Vague rose sur les DOM-TOM
Fondapol | 13 mai 2012
François Hollande plébiscité dans l’Atlantique
Plus que d’une élection, il s’agit d’un plébiscite. C’est en tous cas le terme qui vient à l’esprit quand on regarde les impressionnants pourcentages de voix obtenus par François Hollande au deuxième tour de l’élection présidentielle dans les départements d’outre-mer (à l’exception de Mayotte): 71,4% en Guadeloupe (son meilleur résultat au niveau national), 71,4% à la Réunion, 68,4% à la Martinique, 62% en Guyane (qui avait accordé la majorité à Nicolas Sarkozy en 2007) et 65,3% à Saint-Pierre-et-Miquelon.
Alors que le candidat socialiste avait déjà obtenu la majorité absolue au premier tour en Guadeloupe, en Martinique et à la Réunion, il progresse encore au point qu’il faut remonter à 1988 et à la réélection de François Mitterrand pour retrouver de tels résultats en faveur d’un candidat de gauche. François Hollande recueille 10,2 points de plus que le total des suffrages de gauche du premier tour) à Saint-Pierre-et-Miquelon ; 8 points de mieux à la Réunion où Nicolas Sarkozy obtient le plus faible résultat d’un candidat de droite à une élection présidentielle ; 7,7 points de plus à la Martinique et 6,1 points de mieux en Guadeloupe. A l’inverse, Nicolas Sarkozy progresse certes par rapport à ses résultats du premier tour mais il recule partout par rapport à l’ensemble des voix de droite (N. Dupont-Aignan, N. Sarkozy et M. Le Pen) : de 2 points à Saint-Pierre-et-Miquelon ou encore de 1,3 point en Guadeloupe.

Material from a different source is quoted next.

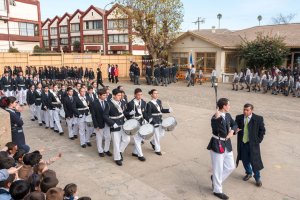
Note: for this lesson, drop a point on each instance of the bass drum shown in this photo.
(146, 131)
(131, 127)
(89, 120)
(169, 123)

François Hollande bénéficie également de la forte hausse de la participation au deuxième tour dans l’ensemble des territoires d’outre-mer. Alors que celle-ci a augmenté de un point en moyenne nationale, elle a cru de 13,3 points à Saint-Pierre-et-Miquelon ; de 10 points en Guadeloupe ; de 9,3 points en Martinique ; de 7,2 à la Réunion et de 6,2 en Guyane. Précisons cependant qu’en dépit de cette hausse entre les deux tours, les terres d’outre-mer ont été néanmoins parmi les moins mobilisées de France : les treize entités figurent parmi les treize territoires les plus abstentionnistes du 6 mai dernier.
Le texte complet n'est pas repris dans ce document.